Und Gott nennt keinen Termin. Und auch kein Zeichen am Himmel. Dann hätte man wieder etwas, das man für irgendwelche Berechnungen missbrauchen könnte.

Aber Gott sagt, dass es nicht falsch ist, dabei zu bleiben.

Man sollte nicht aussteigen. Denn die Geschichte ist noch nicht zu Ende. Und wer das Ende miterleben will, der muss dabei bleiben.

Da kommt noch was. Das, was kommt, ist nicht genau definiert, und man weiß nicht, ob es rot oder blau ist. Aber Gott ist noch nicht fertig, der hat noch was vor. Es gibt ein Ziel und vermutlich vorher noch jede Menge Zwischenziele.
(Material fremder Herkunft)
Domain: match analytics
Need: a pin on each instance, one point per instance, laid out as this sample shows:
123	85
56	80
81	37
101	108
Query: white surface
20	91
Die Israeliten werden von Gott geliebt. Sie werden lange Zeit von dieser Liebe nicht sehr viel haben. Das haben sie nicht anders gewollt. Aber eines Tages wird die Liebe zu Gott sich wieder lohnen. Und diesen Moment sollte man nicht verpassen.

Der Umgang

Wenn Gott mit seinen Menschen umgeht, dann nimmt er diesen Menschen manchmal Dinge, welche diese Menschen für ungeheuer wichtig hielten. Oft besteht das Problem darin, dass die Menschen diese Dinge für wichtiger nehmen als Gott.

Der unpraktische Gott wird ersetzt durch eine praktische Bibel, durch eine gefällige Liturgie oder herzerwärmende religiöse Übungen wie Wallfahrten oder Kerzen anzünden.

Alle diese Dinge, die Gott ersetzen sollen, kann Gott den Gläubigen wegnehmen.

Was er ihnen aber niemals wegnehmen wird, ist die Hoffnung.

In 1. Korinther 13,13 heißt es

13Nun aber bleibt Glaube, Hoffnung, Liebe, diese drei;

Hoffnungslosigkeit ist wahrscheinlich einer der schlimmsten Zustände, in die Menschen geraten können. Vor allem, wenn es dauerhafte, andauernde Hoffnungslosigkeit ist.

Und so etwas wird Gott seinen Menschen niemals antun. Selbst wenn sie es verdient hätten.

Hosea erzählt hier also eine Geschichte der Hoffnung.

Hosea erzählt, dass Gott seinen Leuten niemals die Hoffnung wegnehmen wird.

Sondern im Gegenteil: Gott gibt Hoffnung. Gott gibt Anlass zur Hoffnung.

Und Hosea erzählt diese Geschichte nicht in den luftleeren Raum.

Er erzählt sie uns.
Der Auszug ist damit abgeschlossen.